Last month, in Bermuda - an Associate Member of Caricom but not covered by our mandate as an organisation – the government announced a cutback in state advertising in the print media and terminated its subscriptions of newspapers meant for government offices and departments.

The Royal Gazette, the island’s only daily newspaper, has protested these acts claiming they were in response to the media house’s independent editorial line. Our position is that the withdrawal of state advertising has been widely recognised by governments all over the world as a method of punishing media houses for behaviour viewed as being recalcitrant or not in keeping with their political agendas.

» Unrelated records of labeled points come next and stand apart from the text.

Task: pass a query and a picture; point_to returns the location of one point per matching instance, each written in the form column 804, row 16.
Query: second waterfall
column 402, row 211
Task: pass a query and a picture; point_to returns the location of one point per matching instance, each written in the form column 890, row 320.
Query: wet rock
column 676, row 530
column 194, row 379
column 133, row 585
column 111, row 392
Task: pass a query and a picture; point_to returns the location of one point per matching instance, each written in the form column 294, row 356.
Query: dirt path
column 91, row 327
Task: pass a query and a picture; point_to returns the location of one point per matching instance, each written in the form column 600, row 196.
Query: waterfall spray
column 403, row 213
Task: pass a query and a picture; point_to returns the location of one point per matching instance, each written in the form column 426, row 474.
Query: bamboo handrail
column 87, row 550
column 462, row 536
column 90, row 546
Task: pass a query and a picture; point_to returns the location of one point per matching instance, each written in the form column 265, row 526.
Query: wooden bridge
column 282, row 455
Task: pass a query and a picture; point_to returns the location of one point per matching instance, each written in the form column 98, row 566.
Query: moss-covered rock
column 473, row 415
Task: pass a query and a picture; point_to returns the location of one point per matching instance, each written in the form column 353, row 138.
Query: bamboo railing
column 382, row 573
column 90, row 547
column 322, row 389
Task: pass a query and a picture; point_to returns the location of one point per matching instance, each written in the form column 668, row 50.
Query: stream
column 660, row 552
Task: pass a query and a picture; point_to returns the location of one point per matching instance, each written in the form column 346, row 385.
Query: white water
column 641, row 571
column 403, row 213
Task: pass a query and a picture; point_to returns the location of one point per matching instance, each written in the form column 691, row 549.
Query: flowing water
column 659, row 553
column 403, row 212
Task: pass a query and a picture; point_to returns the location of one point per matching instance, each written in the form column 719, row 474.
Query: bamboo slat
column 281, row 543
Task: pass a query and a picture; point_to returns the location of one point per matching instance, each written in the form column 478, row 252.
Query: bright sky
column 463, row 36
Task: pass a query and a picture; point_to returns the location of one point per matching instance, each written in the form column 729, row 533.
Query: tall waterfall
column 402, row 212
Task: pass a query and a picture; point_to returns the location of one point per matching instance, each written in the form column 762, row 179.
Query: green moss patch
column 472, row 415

They go on to remind of the hemispheric commitments contained in the Declaration of Principles on Freedom of Expression of the Inter-American Commission on Human Rights (IACHR):

The exercise of power and the use of public funds by the state, the granting of customs duty privileges, the arbitrary and discriminatory placement of official advertising and government loans; the concession of radio and television broadcast frequencies, among others, with the intent to put pressure on and punish or reward and provide privileges to social communicators and communications media because of the opinions they express threaten freedom of expression, and must be explicitly prohibited by law.

The PLP is carrying Bermuda onto dangerous ground through its attempts …

  • to suppress the free media in the courts (Dr. Brown’s Privy Council fiasco)
  • to damage the media through commercial manipulation (advertising carrot/stick)
  • to favour certain media outlets (HOTT, CITV)
  • to potentially extend control through a media council
  • to threaten public figures who challenge the Government in the media.

Support for freedom of speech is like being pregnant. You is or you ain’t.